Jenderal Yousef Huneiti, kepala staf militer, membantah laporan bahwa Pangeran Hamzah telah ditangkap. Dia mengatakan penyelidikan masih berlangsung dan hasilnya akan dipublikasikan “dalam bentuk yang transparan dan jelas”.
“Tidak ada yang berada di atas hukum dan keamanan dan stabilitas Yordania didahulukan daripada pertimbangan apa pun,” kata Huneiti seperti dikutip oleh kantor berita Petra.
Raja Abdullah mencabut gelar saudara tirinya Hamzah sebagai putra mahkota pada tahun 2004, dengan mengatakan ia telah memutuskan untuk “membebaskan” dia dari “batasan posisi” untuk memungkinkannya mengambil tanggung jawab lain.

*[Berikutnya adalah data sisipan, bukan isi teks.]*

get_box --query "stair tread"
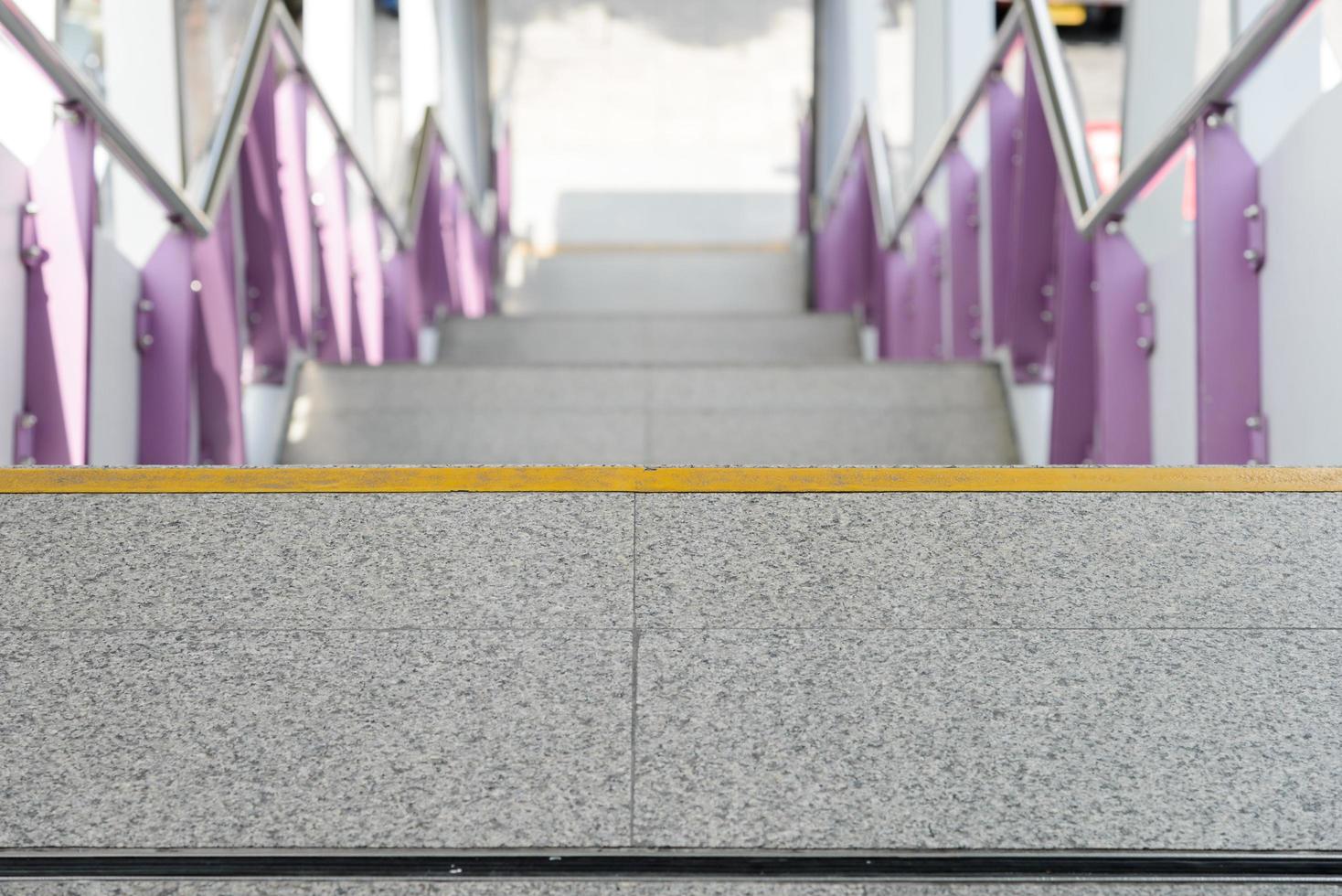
[439,314,859,365]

Langkah tersebut dipandang pada saat itu sebagai bagian dari konsolidasi kekuasaan Abdullah lima tahun setelah suksesi.
Putra mahkota saat ini adalah putra tertua Abdullah, Hussein, 26, Abdullah dan Hamzah tidak pernah menunjukkan persaingan terbuka selama bertahun-tahun.
Hamzah, yang tidak memegang posisi resmi, adalah putra tertua almarhum Raja Al Hussein bin Talal dan istrinya yang berkebangsaan Amerika, Ratu Noor. Dia adalah tokoh populer yang dekat dengan para pemimpin suku. (Althaf/arrahmah.com)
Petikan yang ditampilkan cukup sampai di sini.